- Written by: Jane Read Martin Abdi Nazemian Micah Schraft
- Directed by: Douglas Barr
- Starring: Marissa Jaret Winokur Mark Consuelos Fran Drescher
- Music by: Eric Allaman
- Country of origin: United States
- Original language: English

Production
- Producer: Mark Winemaker
- Running time: 80 minutes

Original release
- Network: ABC Family
- Release: October 19, 2003

= Beautiful Girl (film) =

Beautiful Girl is a 2003 television movie starring Marissa Jaret Winokur. The film was directed by Douglas Barr. The film premiered on ABC Family on October 19, 2003.

==Plot==
Marissa Jaret Winokur plays Becca Wasserman, a young woman recently engaged to a young man, Adam Lopez. Hoping to improve their modest honeymoon plans, Becca seeks the vacation prize offered in a local beauty pageant. Charming and buoyant, Becca enters herself confidently, over the objections of her embarrassed mother who believes that her daughter's plus-size form will be ridiculed. Becca rejects the criticism and becomes determined to win.

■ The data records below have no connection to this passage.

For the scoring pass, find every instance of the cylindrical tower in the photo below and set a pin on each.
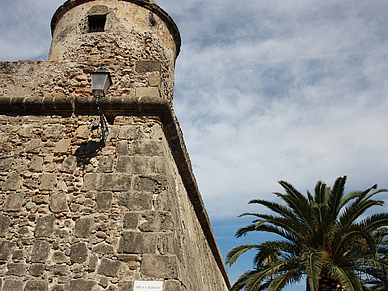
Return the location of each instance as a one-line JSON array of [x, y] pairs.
[[80, 214], [128, 37]]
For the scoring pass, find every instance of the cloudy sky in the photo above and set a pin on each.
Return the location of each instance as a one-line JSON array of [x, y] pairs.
[[265, 91]]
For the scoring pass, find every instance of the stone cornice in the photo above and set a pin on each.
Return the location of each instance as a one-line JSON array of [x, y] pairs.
[[119, 105], [68, 5]]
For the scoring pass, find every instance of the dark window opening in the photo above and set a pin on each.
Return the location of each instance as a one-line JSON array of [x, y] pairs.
[[97, 23]]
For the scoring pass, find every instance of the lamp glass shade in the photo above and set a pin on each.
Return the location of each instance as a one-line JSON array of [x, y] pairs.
[[101, 81]]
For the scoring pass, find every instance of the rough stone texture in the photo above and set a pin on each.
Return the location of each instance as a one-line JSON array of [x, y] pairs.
[[77, 214]]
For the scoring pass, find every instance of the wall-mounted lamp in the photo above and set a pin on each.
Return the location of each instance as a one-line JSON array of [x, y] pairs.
[[101, 81]]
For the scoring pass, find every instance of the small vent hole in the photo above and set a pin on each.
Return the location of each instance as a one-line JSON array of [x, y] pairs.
[[97, 23]]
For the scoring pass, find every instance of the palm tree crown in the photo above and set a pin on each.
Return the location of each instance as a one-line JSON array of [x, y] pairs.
[[324, 238]]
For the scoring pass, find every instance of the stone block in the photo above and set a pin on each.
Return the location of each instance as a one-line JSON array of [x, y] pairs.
[[83, 227], [136, 201], [16, 269], [154, 79], [36, 285], [34, 146], [147, 148], [126, 286], [5, 222], [103, 248], [83, 132], [6, 248], [104, 201], [62, 146], [45, 226], [138, 243], [148, 66], [157, 221], [115, 182], [131, 220], [82, 285], [172, 285], [59, 270], [105, 164], [36, 269], [147, 92], [109, 267], [69, 164], [58, 203], [93, 261], [158, 266], [40, 251], [47, 181], [122, 148], [60, 258], [14, 202], [36, 164], [78, 253], [6, 164], [54, 131], [12, 182], [128, 132], [151, 183], [12, 285]]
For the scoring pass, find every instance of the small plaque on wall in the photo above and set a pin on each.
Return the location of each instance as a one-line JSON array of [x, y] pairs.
[[148, 285]]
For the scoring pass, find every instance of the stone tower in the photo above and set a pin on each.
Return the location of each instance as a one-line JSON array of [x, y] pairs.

Overcoming all expectations, Becca becomes Miss Squirrel Hill. The flush of success drives her to compete in other, larger pageants in the city, and she announces ambitious plans for the future. Her fiancé is supportive at first, but he becomes quickly dismayed by her aggressive efforts to win. As Becca struggles to advance in the pageant circuit, she appears to change for the worse in many ways, before finally recapturing her original good nature and joie de vivre.

==Cast==
- Becca Wasserman – Marissa Jaret Winokur
- Amanda Wasserman – Fran Drescher
- Adam Lopez – Mark Consuelos
- Rachel Wasserman – Sarah Manninen
- Libby Leslie – Reagan Pasternak
- Supporting cast – Amanda Brugel; Barbara Radecki; Clare Stone; Charlotte Sullivan; Barbara Mamabolo; Brooke D'Orsay; Joyce Gordon; Stephanie Belding; Jordan Madley; Lesley Faulkner; Mark Leone

==Production==
The film is set in Pittsburgh but was filmed in Toronto.